I Tropical Fuck Storm continuano questo loro vibrante, sferzante ed energico viaggio attraverso il peggio del peggio, senza aver paura di aggirarsi nei meandri più sporchi, aggressivi, rabbiosi della rete globale, laddove il confine tra governi ed organizzazioni sovranazionali, tra politica e interessi economici e finanziari privati, tra coloro che si professano assolutamente liberali e democratici e coloro che, invece, impongono, nel nome del popolo sovrano, di Dio o dei suoi profeti, regimi dispotici, assolutistici e dittatoriali, diventa sempre più labile, permettendo, dunque, alle parti in causa di fare i loro affari. Affari che, ovviamente, saranno siglati sulla pelle delle persone più deboli, sulla loro libertà, sulla loro sicurezza, sul loro benessere, sulla loro felicità. Ed intanto la band australiana continua setacciare le viscere del Male, a bere il suo veleno, dando vita a questo virulento, intenso, inquieto ed attraente miscuglio di sonorità sperimentali, allucinanti, punkeggianti, garage, blues e psichedeliche, che potrebbero divenire la perfetta colonna sonora della nostra auto-distruzione.

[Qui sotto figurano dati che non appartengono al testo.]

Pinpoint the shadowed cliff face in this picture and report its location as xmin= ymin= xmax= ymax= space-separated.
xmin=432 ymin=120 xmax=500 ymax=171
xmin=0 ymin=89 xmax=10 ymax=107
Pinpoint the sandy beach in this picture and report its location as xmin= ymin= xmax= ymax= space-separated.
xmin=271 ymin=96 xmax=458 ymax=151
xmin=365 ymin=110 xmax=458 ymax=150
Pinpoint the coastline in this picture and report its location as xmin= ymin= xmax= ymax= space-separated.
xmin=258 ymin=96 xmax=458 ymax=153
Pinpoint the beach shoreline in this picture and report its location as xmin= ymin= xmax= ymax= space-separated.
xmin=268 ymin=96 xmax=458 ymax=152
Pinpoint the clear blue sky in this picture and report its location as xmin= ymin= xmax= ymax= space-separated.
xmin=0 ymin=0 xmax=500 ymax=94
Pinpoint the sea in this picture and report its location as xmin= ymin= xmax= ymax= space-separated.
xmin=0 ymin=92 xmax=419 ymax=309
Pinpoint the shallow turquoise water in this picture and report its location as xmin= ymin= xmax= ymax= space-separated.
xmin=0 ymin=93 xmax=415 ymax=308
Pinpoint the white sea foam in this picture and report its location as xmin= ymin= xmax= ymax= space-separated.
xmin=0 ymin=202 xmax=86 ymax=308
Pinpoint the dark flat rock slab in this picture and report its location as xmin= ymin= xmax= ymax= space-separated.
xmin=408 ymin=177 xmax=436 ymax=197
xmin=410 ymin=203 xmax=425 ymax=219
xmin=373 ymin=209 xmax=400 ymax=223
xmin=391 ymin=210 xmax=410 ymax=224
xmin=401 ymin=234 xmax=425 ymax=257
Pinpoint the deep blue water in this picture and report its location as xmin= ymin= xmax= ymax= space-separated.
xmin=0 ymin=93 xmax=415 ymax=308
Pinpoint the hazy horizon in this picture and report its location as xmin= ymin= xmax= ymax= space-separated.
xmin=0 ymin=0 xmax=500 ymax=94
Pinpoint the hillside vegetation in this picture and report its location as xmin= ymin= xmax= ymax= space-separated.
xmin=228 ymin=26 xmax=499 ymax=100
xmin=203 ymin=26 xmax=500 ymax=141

“Deep States” è, allo stesso tempo, un lavoro minimale ed elettrizzante; distorto e veritiero; cattivo, ma generoso di trame ed atmosfere intrise di spensieratezza e di riverberi indie-pop, che amplificano il contrasto con quel mondo di suoni post-industriali e contaminati, crudi e ossessivi, che si abbattono sugli ascoltatori e soprattutto sulle loro piccole esistenze. Esistenze dominate da finte bandiere, finte preoccupazioni, finti eroi, finte promesse, finte elezioni, mentre un oceano di informazioni ci travolge e ci rende succubi ed inermi, in modo tale che quelle che sono le parti peggiori, fuori e dentro di noi, escano dalle oscure profondità nelle quali, solitamente, restano nascoste e prendano il sopravvento.